- Born: 1962 (age 63–64) United States
- Education: MIT (BS) San Diego State University (MS) Harvard University (MBA)
- Occupation: Business executive
- Title: Co-founder and co-CEO of Candle Media

= Kevin A. Mayer =

American business executive (born 1962)

Kevin A. Mayer (born 1962) is an American business executive. He is the co-founder and co-CEO of Candle Media as well as a Founding Partner of Smash Capital. He was briefly CEO of TikTok, and COO of its parent company ByteDance. Prior to joining TikTok, he was a senior executive at Disney for more than 15 years, including as head of Walt Disney Direct-to-Consumer & International.

==Education==
Mayer earned a bachelor of science in mechanical engineering from the Massachusetts Institute of Technology (MIT), a master of science in electrical engineering from San Diego State University, and an MBA from Harvard Business School.

==Career==
===Disney===
In 1993, Mayer began working at The Walt Disney Company handling strategy and business development for Disney's Interactive/Internet and television businesses. He was later promoted to head the Disney Internet group as executive vice president.

In February 2000, Mayer was named CEO of Playboy.com, the digital subsidiary of Chicago's Playboy Enterprises. In September 2000, he left Playboy and became chairman and CEO of Clear Channel Interactive, a division of Clear Channel Worldwide. He was in that position until December 2001. He joined L.E.K. Consulting as a partner and head of the global media and entertainment practice in February 2002.

Mayer rejoined Disney in June 2005 as executive vice president of corporate strategy, business development, and technology, and was designated as an executive officer in October 2005. He oversaw Disney's acquisition of BamTech Media, Pixar, Marvel Entertainment, Lucasfilm, Club Penguin, and Maker Studios, as well as its agreement reached in December 2017 to acquire 21st Century Fox. In 2010, he arranged the sale of Miramax to Filmyard Holdings.

In March 2018, Mayer was named chairman of Walt Disney Direct-to-Consumer & International. In this capacity he headed Disney's global streaming business, including Disney+, Hulu, ESPN+, and Hotstar; its international media and studio operations; global ad sales; and global content and channel sales.

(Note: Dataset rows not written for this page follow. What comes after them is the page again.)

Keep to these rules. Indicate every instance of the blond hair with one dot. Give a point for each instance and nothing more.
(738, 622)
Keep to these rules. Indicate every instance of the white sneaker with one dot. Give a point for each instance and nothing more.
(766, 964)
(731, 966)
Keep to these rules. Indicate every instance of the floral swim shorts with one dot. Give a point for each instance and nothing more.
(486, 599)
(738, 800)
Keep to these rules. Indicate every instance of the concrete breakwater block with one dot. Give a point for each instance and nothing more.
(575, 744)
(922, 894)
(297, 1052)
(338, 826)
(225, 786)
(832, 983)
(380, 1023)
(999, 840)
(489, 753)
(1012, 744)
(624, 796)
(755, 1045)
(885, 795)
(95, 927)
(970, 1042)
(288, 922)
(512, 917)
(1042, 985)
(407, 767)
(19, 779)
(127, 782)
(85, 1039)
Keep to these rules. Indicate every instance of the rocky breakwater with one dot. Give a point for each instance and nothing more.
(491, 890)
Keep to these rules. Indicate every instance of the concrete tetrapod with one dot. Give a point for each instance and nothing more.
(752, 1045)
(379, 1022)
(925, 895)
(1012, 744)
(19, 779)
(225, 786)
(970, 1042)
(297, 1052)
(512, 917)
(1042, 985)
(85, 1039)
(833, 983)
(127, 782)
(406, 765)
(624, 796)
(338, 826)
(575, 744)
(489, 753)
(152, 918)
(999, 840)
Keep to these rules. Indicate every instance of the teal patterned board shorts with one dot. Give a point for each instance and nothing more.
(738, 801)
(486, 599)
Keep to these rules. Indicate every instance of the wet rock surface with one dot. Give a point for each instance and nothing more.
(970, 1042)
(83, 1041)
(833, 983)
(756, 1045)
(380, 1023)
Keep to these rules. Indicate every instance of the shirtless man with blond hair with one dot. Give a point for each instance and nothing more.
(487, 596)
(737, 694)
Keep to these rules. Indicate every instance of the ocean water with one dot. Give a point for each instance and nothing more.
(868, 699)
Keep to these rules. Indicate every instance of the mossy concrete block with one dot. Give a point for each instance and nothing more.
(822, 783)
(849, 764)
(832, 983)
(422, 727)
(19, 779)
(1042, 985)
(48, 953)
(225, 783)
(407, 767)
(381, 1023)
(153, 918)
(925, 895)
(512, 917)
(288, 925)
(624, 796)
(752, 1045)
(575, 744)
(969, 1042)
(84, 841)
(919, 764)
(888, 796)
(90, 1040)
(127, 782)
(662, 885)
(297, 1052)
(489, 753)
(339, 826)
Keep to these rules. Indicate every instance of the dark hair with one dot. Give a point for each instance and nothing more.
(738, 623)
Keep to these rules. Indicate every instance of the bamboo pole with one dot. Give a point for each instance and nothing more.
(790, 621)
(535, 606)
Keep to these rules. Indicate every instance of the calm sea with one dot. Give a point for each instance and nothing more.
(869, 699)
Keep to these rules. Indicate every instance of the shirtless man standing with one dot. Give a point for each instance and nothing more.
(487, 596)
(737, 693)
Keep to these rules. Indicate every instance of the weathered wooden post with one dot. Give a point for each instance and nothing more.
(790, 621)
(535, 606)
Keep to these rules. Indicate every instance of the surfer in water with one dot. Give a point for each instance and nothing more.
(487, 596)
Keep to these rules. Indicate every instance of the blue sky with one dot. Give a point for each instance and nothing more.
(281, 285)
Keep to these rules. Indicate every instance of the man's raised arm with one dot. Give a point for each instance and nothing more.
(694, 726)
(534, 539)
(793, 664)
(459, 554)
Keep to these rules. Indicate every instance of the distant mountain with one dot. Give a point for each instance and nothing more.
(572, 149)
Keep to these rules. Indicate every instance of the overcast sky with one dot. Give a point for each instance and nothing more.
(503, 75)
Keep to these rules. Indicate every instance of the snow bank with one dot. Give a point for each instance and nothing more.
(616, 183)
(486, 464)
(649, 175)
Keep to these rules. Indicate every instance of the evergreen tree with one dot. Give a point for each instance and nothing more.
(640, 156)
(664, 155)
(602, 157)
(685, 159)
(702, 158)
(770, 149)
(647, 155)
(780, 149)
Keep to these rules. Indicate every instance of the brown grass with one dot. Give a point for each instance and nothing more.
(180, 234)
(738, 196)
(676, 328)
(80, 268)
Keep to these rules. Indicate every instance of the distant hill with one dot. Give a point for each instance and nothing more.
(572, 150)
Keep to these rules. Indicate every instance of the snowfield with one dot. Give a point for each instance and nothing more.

===ByteDance and TikTok===
In May 2020, Mayer resigned from The Walt Disney Company to become COO of Chinese internet technology company ByteDance Ltd and CEO of its social media app TikTok. On August 26, less than four months after taking the position, Mayer announced that he would step down from both roles and leave ByteDance altogether. His decision was due to ByteDance being ordered by the Donald Trump administration to sell its U.S. operations by mid-September 2020.

===New companies===
In October 2020, Mayer and Tom Staggs, also formerly of Disney, led the founding of special-purpose acquisition company (SPAC) Forest Road Acquisition Corp. The company began public trading in November 2020 as FRX. In February 2021, the company entered an agreement to merge with Beachbody and Myx Fitness Holdings, and also filed for an IPO for a second SPAC, Forest Road Acquisition Corp II (FRXB), of which Mayer and Staggs were co-chairs and co-CEOs. In April 2023, Mayer and Staggs resigned from the company.

In 2021, Mayer and Staggs founded and launched Candle Media, a Blackstone-backed media company, and they are co-CEOs of the company. The company has made several acquisitions, including Hello Sunshine, Moonbug Entertainment, a 10% stake in Westbrook, and ATTN:. Candle Media and TikTok entered into a strategic partnership in 2023.

In July 2023, Bob Iger, the CEO of The Walt Disney Company, appointed Mayer as a consultant to the company.